All these predictions are taken from Forbes/Rob Toews' "10 AI Predictions For 2026".
For the 2025 predictions you can find them here, and their resolution here.
You can find all the markets under the tag [2026 Forbes AI predictions].
Note that I will resolve to whatever Forbes/Rob Toews say in their resolution article for 2026's predictions, even if I or others disagree with his decision.
I might bet in this market, as I have no power over the resolution.
Description of this prediction from the article:
❗ Full title: 3. China’s domestic AI chip sector will make significant strides, planting the seeds for the eventual decline of Nvidia’s global dominance.
Foreign policy decisions sometimes have dramatically different consequences in the short term versus the long term.
Imposing strict export controls on AI chips to China was one of the most important decisions to come out of the entire Biden administration.
It was a bold and decisive move with clear logic. The U.S. and its western allies control the most advanced AI chips (e.g., Nvidia), the software needed to design those chips (e.g., Synopsys, Cadence) and the equipment needed to manufacture those chips (e.g., ASML). Control over this technology ecosystem represents a key chokepoint in the AI race. The Biden administration decided to unapologetically exploit this chokepoint: it banned the export of these technologies to China with the goal of crippling China’s domestic AI industry.
At the time, 95% of all AI chips used in China were Nvidia GPUs (and most of the rest were AMD GPUs). So the export controls appeared to be devastatingly effective. U.S. policymakers and commentators widely praised the move at the time.

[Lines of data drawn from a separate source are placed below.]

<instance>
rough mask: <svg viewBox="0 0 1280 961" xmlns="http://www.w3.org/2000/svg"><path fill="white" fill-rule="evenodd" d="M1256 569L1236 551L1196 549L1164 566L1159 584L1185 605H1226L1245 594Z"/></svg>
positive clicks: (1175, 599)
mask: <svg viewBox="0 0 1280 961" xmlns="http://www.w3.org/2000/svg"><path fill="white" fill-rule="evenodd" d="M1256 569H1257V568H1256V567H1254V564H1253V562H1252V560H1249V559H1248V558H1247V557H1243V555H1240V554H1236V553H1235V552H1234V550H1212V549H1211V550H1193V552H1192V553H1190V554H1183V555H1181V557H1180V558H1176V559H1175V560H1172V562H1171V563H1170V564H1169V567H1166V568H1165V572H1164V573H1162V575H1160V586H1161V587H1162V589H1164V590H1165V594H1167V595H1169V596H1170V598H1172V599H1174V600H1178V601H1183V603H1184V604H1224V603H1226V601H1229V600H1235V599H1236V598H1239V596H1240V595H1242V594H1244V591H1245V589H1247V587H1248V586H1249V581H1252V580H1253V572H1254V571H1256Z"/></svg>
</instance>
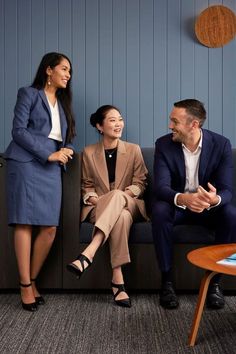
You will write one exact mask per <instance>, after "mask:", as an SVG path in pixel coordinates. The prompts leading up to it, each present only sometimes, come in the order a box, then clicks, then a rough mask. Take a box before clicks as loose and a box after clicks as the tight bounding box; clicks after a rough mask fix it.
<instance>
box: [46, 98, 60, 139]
mask: <svg viewBox="0 0 236 354" xmlns="http://www.w3.org/2000/svg"><path fill="white" fill-rule="evenodd" d="M48 104H49V107H50V111H51V118H52V129H51V131H50V134H49V135H48V137H49V138H50V139H53V140H57V141H62V135H61V122H60V114H59V108H58V103H57V101H56V103H55V105H54V106H53V105H52V104H51V102H50V101H49V100H48Z"/></svg>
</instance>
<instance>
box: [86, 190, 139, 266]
mask: <svg viewBox="0 0 236 354" xmlns="http://www.w3.org/2000/svg"><path fill="white" fill-rule="evenodd" d="M138 217H141V213H140V211H139V209H138V206H137V204H136V202H135V199H134V198H132V197H130V196H129V195H128V194H126V193H125V192H123V191H121V190H118V189H115V190H112V191H110V192H108V193H107V194H104V195H103V196H101V197H99V199H98V202H97V204H96V206H95V207H94V209H92V211H91V212H90V214H89V216H88V218H89V221H90V222H91V223H93V224H94V230H93V235H94V233H95V232H96V229H99V230H101V231H102V232H103V234H104V240H103V243H105V242H106V240H107V239H108V238H109V247H110V255H111V266H112V268H116V267H119V266H121V265H124V264H126V263H129V262H130V255H129V246H128V240H129V231H130V227H131V225H132V223H133V220H135V219H137V218H138Z"/></svg>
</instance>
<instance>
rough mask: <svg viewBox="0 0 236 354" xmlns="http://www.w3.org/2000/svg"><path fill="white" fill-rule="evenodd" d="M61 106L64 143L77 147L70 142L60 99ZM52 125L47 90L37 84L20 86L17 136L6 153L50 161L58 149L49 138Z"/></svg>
mask: <svg viewBox="0 0 236 354" xmlns="http://www.w3.org/2000/svg"><path fill="white" fill-rule="evenodd" d="M58 106H59V113H60V123H61V134H62V139H63V141H62V142H61V143H60V145H61V147H64V146H66V147H69V148H71V149H73V146H72V145H71V144H66V132H67V121H66V116H65V113H64V111H63V108H62V106H61V104H60V102H59V100H58ZM51 128H52V121H51V112H50V108H49V104H48V101H47V98H46V95H45V93H44V90H38V89H35V88H33V87H23V88H21V89H19V91H18V95H17V102H16V105H15V110H14V120H13V129H12V138H13V140H12V141H11V143H10V144H9V146H8V148H7V150H6V151H5V154H4V157H5V158H6V159H14V160H17V161H21V162H28V161H32V160H33V159H37V160H38V161H39V162H41V163H42V164H44V163H46V162H47V159H48V156H49V155H50V154H52V153H53V152H55V151H52V146H53V145H52V144H51V143H50V139H49V138H48V135H49V134H50V131H51Z"/></svg>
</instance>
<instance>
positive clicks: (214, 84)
mask: <svg viewBox="0 0 236 354" xmlns="http://www.w3.org/2000/svg"><path fill="white" fill-rule="evenodd" d="M222 84H223V83H222V48H212V49H211V50H210V51H209V103H208V117H209V118H208V126H209V129H210V130H214V131H215V132H216V133H219V134H222V118H223V117H222Z"/></svg>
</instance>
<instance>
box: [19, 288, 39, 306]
mask: <svg viewBox="0 0 236 354" xmlns="http://www.w3.org/2000/svg"><path fill="white" fill-rule="evenodd" d="M31 285H32V284H31V283H29V284H22V283H20V286H21V287H22V288H29V287H30V286H31ZM21 305H22V307H23V309H24V310H26V311H30V312H34V311H37V303H36V301H35V302H31V303H30V304H26V303H24V302H23V301H22V300H21Z"/></svg>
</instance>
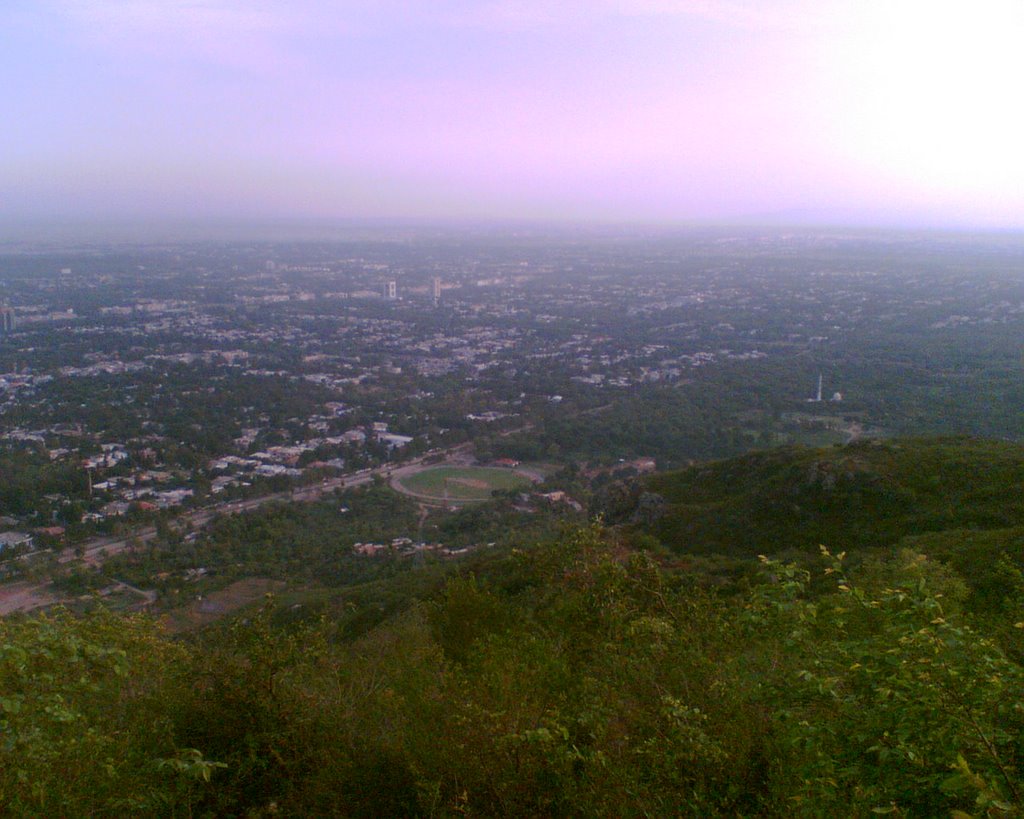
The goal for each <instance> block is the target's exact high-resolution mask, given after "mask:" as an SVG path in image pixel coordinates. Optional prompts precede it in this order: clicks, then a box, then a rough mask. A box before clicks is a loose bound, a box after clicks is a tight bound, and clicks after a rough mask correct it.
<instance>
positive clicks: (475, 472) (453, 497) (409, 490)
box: [395, 467, 530, 503]
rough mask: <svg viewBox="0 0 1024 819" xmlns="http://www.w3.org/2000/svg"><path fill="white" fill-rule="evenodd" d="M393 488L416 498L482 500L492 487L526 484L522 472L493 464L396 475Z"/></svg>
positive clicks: (448, 468)
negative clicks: (494, 466) (502, 467)
mask: <svg viewBox="0 0 1024 819" xmlns="http://www.w3.org/2000/svg"><path fill="white" fill-rule="evenodd" d="M395 483H396V488H398V489H399V490H402V491H406V492H408V493H410V494H415V495H417V497H420V498H428V499H434V500H437V501H443V500H445V499H446V500H447V501H450V502H452V503H467V502H471V501H486V500H487V499H488V498H490V492H493V491H494V490H495V489H517V488H520V487H523V486H528V485H529V483H530V481H529V478H527V477H526V476H525V475H520V474H518V473H517V472H515V471H514V470H510V469H498V468H495V467H436V468H435V469H425V470H423V471H422V472H417V473H416V474H415V475H409V476H407V477H402V478H399V479H398V480H397V481H396V482H395Z"/></svg>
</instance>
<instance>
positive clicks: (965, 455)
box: [646, 438, 1024, 556]
mask: <svg viewBox="0 0 1024 819" xmlns="http://www.w3.org/2000/svg"><path fill="white" fill-rule="evenodd" d="M646 488H647V489H648V491H649V492H653V493H655V494H656V495H658V497H659V498H660V499H664V504H665V506H664V509H660V510H659V511H660V512H664V514H662V516H660V518H659V519H658V520H657V522H656V523H654V524H653V525H652V526H651V527H650V528H651V530H652V531H653V532H654V533H656V535H657V536H658V537H659V538H660V540H662V541H663V542H664V543H666V544H667V545H668V546H670V547H671V548H672V549H673V550H675V551H678V552H687V553H701V554H728V555H734V556H756V555H758V554H779V553H781V552H784V551H786V550H800V551H804V552H808V551H809V552H812V553H814V552H816V551H817V548H818V546H819V545H824V546H826V547H828V548H829V549H831V550H833V551H837V552H838V551H842V550H853V549H863V548H870V547H887V546H892V545H894V544H896V543H897V542H899V541H900V538H902V537H904V536H908V535H921V534H925V533H929V532H942V531H947V530H961V529H966V530H984V529H999V528H1008V527H1014V526H1021V525H1024V445H1021V444H1014V443H1005V442H999V441H988V440H979V439H972V438H930V439H913V438H911V439H899V440H886V441H865V442H862V443H856V444H850V445H846V446H834V447H828V448H820V449H815V448H804V447H784V448H780V449H771V450H766V451H760V452H754V454H751V455H748V456H743V457H740V458H734V459H730V460H727V461H719V462H714V463H710V464H702V465H698V466H694V467H690V468H688V469H685V470H681V471H678V472H671V473H664V474H660V475H656V476H653V477H652V478H651V479H650V480H649V481H648V483H647V485H646Z"/></svg>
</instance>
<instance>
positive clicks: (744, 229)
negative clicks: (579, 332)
mask: <svg viewBox="0 0 1024 819" xmlns="http://www.w3.org/2000/svg"><path fill="white" fill-rule="evenodd" d="M388 232H401V233H410V232H411V233H414V234H415V233H423V234H427V233H438V234H447V235H452V236H458V235H474V234H493V235H495V236H509V238H511V236H517V238H523V235H520V234H526V235H528V234H530V233H536V234H538V235H540V236H543V235H544V234H551V235H554V236H562V235H564V236H575V235H586V234H593V235H595V236H601V235H605V236H630V235H636V236H637V238H642V236H643V235H644V234H651V236H672V235H685V234H688V233H690V234H700V233H707V234H714V233H721V234H729V233H733V232H734V233H739V234H744V233H757V232H762V233H769V234H773V235H785V234H792V233H801V232H806V233H807V234H811V235H813V234H844V233H849V234H853V235H860V234H863V235H864V236H868V235H870V234H879V235H890V236H900V235H903V236H929V235H934V236H958V238H968V239H970V238H978V239H983V238H992V239H996V238H999V239H1020V240H1022V241H1024V227H1016V226H1013V227H1002V226H986V225H970V224H966V225H965V224H961V225H957V224H886V223H870V222H866V221H864V222H853V221H847V222H841V221H835V222H828V221H785V220H782V219H779V220H777V221H772V220H768V219H762V220H756V219H751V220H739V219H735V220H717V221H716V220H703V221H700V220H689V221H682V220H679V221H670V220H630V221H627V220H613V219H600V220H599V219H571V218H564V219H543V218H525V217H523V218H502V219H499V218H493V219H471V218H455V217H451V218H443V219H441V218H429V217H394V218H390V217H348V218H338V219H301V218H287V217H282V218H278V219H232V218H222V219H204V220H185V219H178V220H173V219H167V220H123V219H122V220H118V219H103V220H52V221H46V220H31V221H30V220H24V221H14V220H0V252H2V251H3V250H4V248H9V247H10V246H16V245H23V244H29V245H32V244H43V245H47V244H49V245H54V246H60V245H67V244H83V245H91V244H110V245H133V244H138V245H145V244H155V243H165V242H166V243H176V242H182V243H187V242H193V241H201V242H221V241H222V242H266V243H275V242H331V241H353V236H354V234H356V233H362V234H366V235H364V236H354V238H358V239H371V240H372V239H379V238H383V236H384V234H386V233H388Z"/></svg>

Unfortunately, this strategy looks likely to backfire spectacularly.
The key failure of this strategy boils down to a tradeoff between short-term impact and long-term impact. In the short term, there is no question that preventing Chinese organizations from accessing the most advanced AI chips sets China back in the race to develop cutting-edge AI.
But the Chinese Communist Party does not operate based on the short term. The CCP has the luxury, and a proven track record, of being extremely long-term-oriented. (In 1972, when asked about the impact of the 1789 French Revolution, Chinese premier Zhou Enlai famously responded, “Too early to say.”)
Losing access to the world’s advanced AI hardware provided a painful but unmistakable wakeup call to the CCP that this was a set of technologies and capabilities that was too important for China not to control itself. And so, China has set out to cultivate its own domestic AI chip industry and to wean itself off its reliance on the West.
President Xi Jinping has vowed to take a “whole-nation approach" to build up the country’s semiconductor capabilities. China is preparing to debut a new $70 billion package to bankroll and support its chipmaking industry, which would be the largest-ever state-backed semiconductor incentives program. The CCP is pumping unprecedented levels of resources into national chip champions like Huawei and Cambricon as well as younger upstarts like Moore Threads, which went public earlier this month.
The latest exchange between the U.S. and China on this topic indicates growing Chinese confidence.
U.S. policymakers including AI czar David Sacks have recently come to recognize the strategic downsides of cutting off China’s access to U.S. AI hardware altogether. They have therefore sought to strike more of a balance by permitting the sale of some advanced U.S. chips to compete with China’s domestic providers. A few weeks ago, President Trump announced that he would approve the sale of Nvidia H200 GPUs to China. While not at the bleeding edge, H200s are far more powerful than any other GPU currently approved for sale to China. This was a controversial decision and was widely viewed as a major concession to China.
The problem? China rejected the opportunity to purchase Nvidia H200s. Instead, the CCP is leaning heavily on Chinese companies to use AI chips from domestic producers and to work with those producers to help them improve as quickly as possible. It is making clear that it no longer wants or needs to depend on U.S. hardware and instead has gone all-in on developing its own chip industry.
Making cutting-edge semiconductors is one of the most complex activities in which humanity engages. The accumulated intellectual property and technical knowledge inside an organization like Nvidia or TSMC is unimaginably vast and nuanced. It cannot be replicated overnight.
But China has many talented engineers, vast resources and a deep national commitment to this effort. In 2026, China’s domestic chip industry will make concrete, meaningful progress toward closing the gap with the U.S. on AI hardware.
It will not yet achieve parity with Nvidia’s most advanced chips; it will not even come close; but by the end of 2026, it will be evident that China’s chip industry is on a productive path and is making steady progress toward the frontier of AI chip production.
In the fullness of time, a robust, dynamic, cutting-edge AI chip ecosystem in China will be the worst possible outcome for Nvidia and for U.S. policymakers hoping for a technological edge against China.